Links: Saturday, March 29th

March 29, 2014 Links 0

A small black and white cat sits on a grassy lawn with a small green balloon. Its mouth is open and it has one paw straight up in the air, poised to strike the unsuspecting balloon.Photoshop Battle: Caturday Edition

  • Blogging From April A to Z: Intersectional Feminism in Romance Series! – I really enjoy following romance author Olivia Waite on Twitter and I think this series sounds equal parts awesome and frightening. That’s a lot of blogging for one person in a month!

    So I hereby welcome you to the April A to Z Challenge: Intersectional Feminism in Romance edition! Every day in April, Sundays excepted, I will post about an author or a book that features something other than the straight white wealthy cis able-bodied mold romance is so wedded to (see what I did there?). These will not be reviews in the usual sense, though I will usually mention whether or not I find a book compelling as a romance. Instead, these posts will be literary or structural analyses with a feminist lens, using as much privilege-checking as I know how to bring. Many of the books are no longer new, so if you can think of more recent releases that grapple with the same issues, please mention them. Comments on how I can do feminism better are both welcome and encouraged, while fedora-wearing trolls (should we trip over any) will be banished back to their Hemingways, Kerouacs, and Orsons Scott Card.

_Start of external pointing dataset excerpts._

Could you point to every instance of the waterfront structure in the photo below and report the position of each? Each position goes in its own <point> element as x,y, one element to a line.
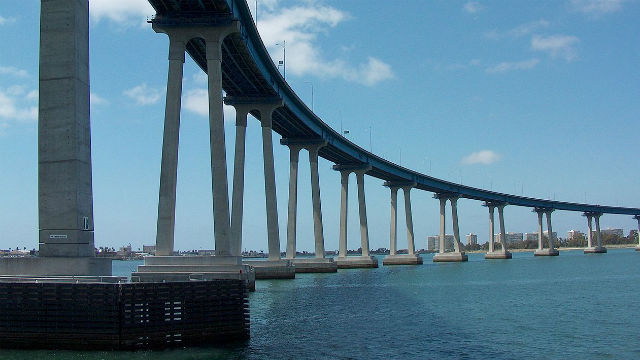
<point>511,237</point>
<point>65,195</point>
<point>541,251</point>
<point>503,253</point>
<point>472,239</point>
<point>223,41</point>
<point>433,242</point>
<point>572,234</point>
<point>612,232</point>
<point>411,258</point>
<point>598,248</point>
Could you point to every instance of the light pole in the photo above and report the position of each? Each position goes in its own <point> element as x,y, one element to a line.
<point>310,83</point>
<point>284,58</point>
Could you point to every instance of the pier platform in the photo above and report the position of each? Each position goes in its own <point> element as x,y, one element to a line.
<point>356,262</point>
<point>402,259</point>
<point>497,255</point>
<point>595,250</point>
<point>185,268</point>
<point>546,252</point>
<point>274,269</point>
<point>95,315</point>
<point>450,257</point>
<point>315,265</point>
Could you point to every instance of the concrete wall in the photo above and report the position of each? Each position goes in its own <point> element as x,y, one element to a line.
<point>64,136</point>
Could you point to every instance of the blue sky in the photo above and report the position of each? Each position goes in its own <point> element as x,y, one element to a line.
<point>538,98</point>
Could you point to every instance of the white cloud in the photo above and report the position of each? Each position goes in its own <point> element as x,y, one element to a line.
<point>485,157</point>
<point>516,65</point>
<point>97,100</point>
<point>124,12</point>
<point>518,31</point>
<point>10,70</point>
<point>16,104</point>
<point>4,20</point>
<point>197,101</point>
<point>143,94</point>
<point>299,27</point>
<point>562,46</point>
<point>472,7</point>
<point>597,7</point>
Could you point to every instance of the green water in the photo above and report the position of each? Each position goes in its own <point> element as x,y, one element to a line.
<point>574,306</point>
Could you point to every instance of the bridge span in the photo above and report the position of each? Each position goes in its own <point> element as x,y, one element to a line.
<point>221,37</point>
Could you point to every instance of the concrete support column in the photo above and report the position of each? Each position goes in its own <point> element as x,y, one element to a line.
<point>294,154</point>
<point>344,198</point>
<point>409,220</point>
<point>637,217</point>
<point>456,229</point>
<point>315,198</point>
<point>270,187</point>
<point>393,231</point>
<point>238,180</point>
<point>598,236</point>
<point>589,235</point>
<point>443,224</point>
<point>540,239</point>
<point>503,234</point>
<point>492,228</point>
<point>221,220</point>
<point>362,208</point>
<point>550,230</point>
<point>169,167</point>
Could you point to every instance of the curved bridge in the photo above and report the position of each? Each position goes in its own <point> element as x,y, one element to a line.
<point>248,71</point>
<point>221,37</point>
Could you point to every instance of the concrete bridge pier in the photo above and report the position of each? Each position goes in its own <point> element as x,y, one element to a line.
<point>502,253</point>
<point>457,255</point>
<point>364,260</point>
<point>637,217</point>
<point>411,258</point>
<point>541,251</point>
<point>226,263</point>
<point>319,263</point>
<point>598,249</point>
<point>274,267</point>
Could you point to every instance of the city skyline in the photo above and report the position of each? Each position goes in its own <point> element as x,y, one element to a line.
<point>563,80</point>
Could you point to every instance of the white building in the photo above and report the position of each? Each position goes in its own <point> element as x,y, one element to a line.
<point>511,237</point>
<point>573,234</point>
<point>433,242</point>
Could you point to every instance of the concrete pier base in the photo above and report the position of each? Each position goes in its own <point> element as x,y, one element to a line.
<point>314,265</point>
<point>450,257</point>
<point>356,262</point>
<point>595,250</point>
<point>185,268</point>
<point>546,252</point>
<point>402,260</point>
<point>49,266</point>
<point>498,255</point>
<point>276,269</point>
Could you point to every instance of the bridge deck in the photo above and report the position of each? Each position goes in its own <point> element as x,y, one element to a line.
<point>248,71</point>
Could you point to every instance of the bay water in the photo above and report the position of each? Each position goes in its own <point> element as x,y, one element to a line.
<point>573,306</point>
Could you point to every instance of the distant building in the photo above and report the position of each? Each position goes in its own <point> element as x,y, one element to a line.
<point>534,236</point>
<point>433,242</point>
<point>149,249</point>
<point>472,239</point>
<point>615,232</point>
<point>511,238</point>
<point>574,234</point>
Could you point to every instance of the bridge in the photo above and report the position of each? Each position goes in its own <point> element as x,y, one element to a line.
<point>220,35</point>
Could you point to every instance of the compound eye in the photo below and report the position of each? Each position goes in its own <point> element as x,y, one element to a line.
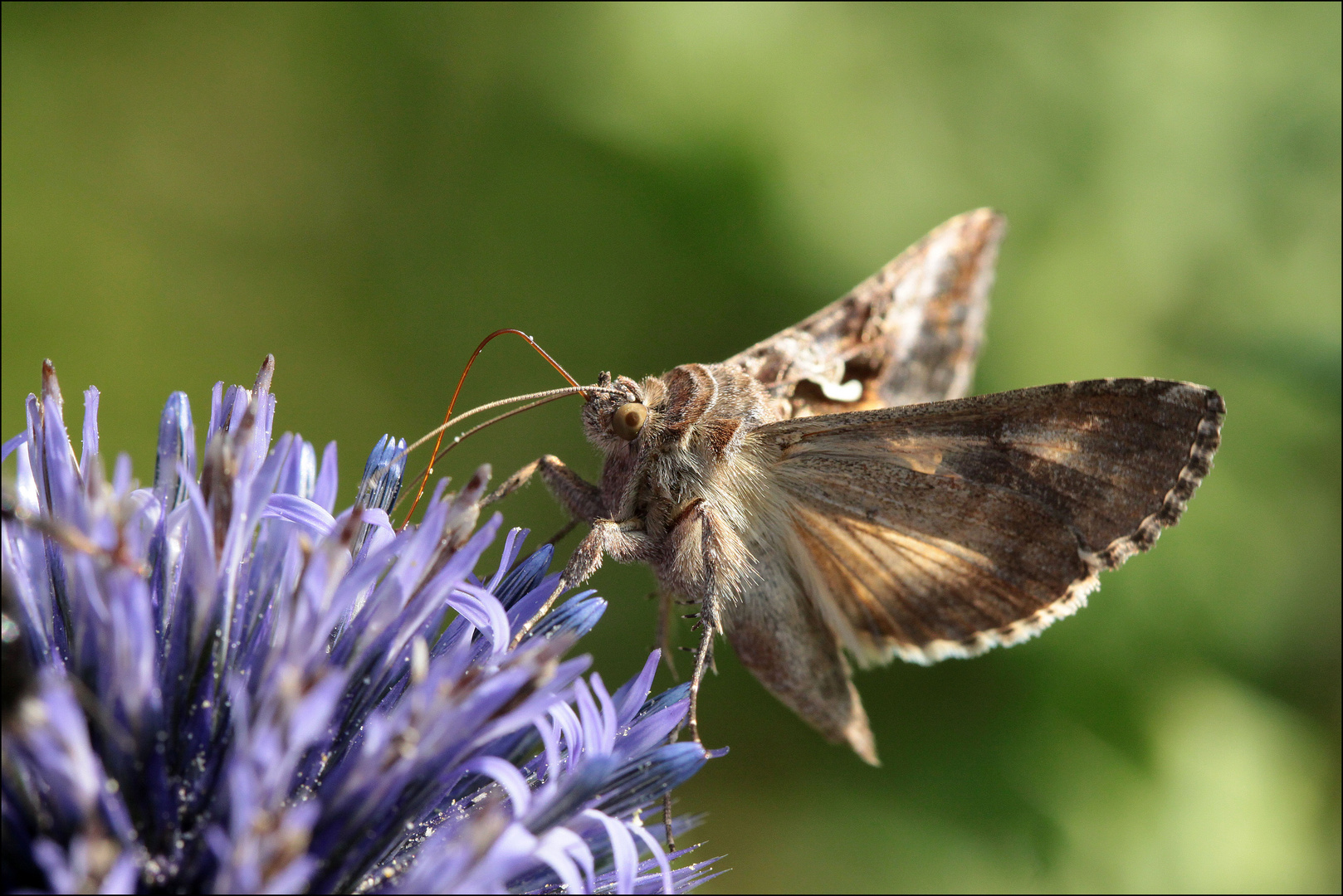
<point>629,419</point>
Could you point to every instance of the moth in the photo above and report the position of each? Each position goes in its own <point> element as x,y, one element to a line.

  • Open Letter to RWA from a RITA Nominee – When I read about the changes RWA made last year to their award process, it sounded super dodgy to me. Seeing the lopsided finalist list seems to confirm everyone’s concerns. Author and finalist Stephanie Draven shares her thoughts.

    When an outside consultant was hired to revamp the RITAs and these changes were propagated, I feared that in combination with the debate about who exactly qualified as a career-focused romance author, we would alienate the romance genre’s closest allies; that power-house cross-over authors would be less likely to attend, support, and promote RWA, our book signings, or serve as ambassadors for the merits of more mainstream romances. I also feared that we would alienate the YA genre, which is creating our readers and book buyers of the future.

    Unfortunately, these fears have been borne out. The women’s fiction chapter (of which I am not nor ever was a member) has confronted disbandment. Some have left the organization. The YA category for the RITAs was dropped this year due to insufficient entries. YARWA has fielded expressions of authors feeling unwelcome. The consequence may be a celebration of purer romance, but in an industry where reaching readers is increasingly job #1, it seems short-sighted.

  • For young Irish dancers, makeup no longer in the spotlight – A close friend of mine is an Irish dancing teacher and judge and we’ve had lots of conversations about the makeup and fake tanner and wigs that the dancers wear. If it were up to her, I think, no one under 20 would wear it. Pearl-clutching about looking too grown aside, fake eyelashes and heavy makeup coupled with aerobic dancing sounds like an awful thing to do to their skin.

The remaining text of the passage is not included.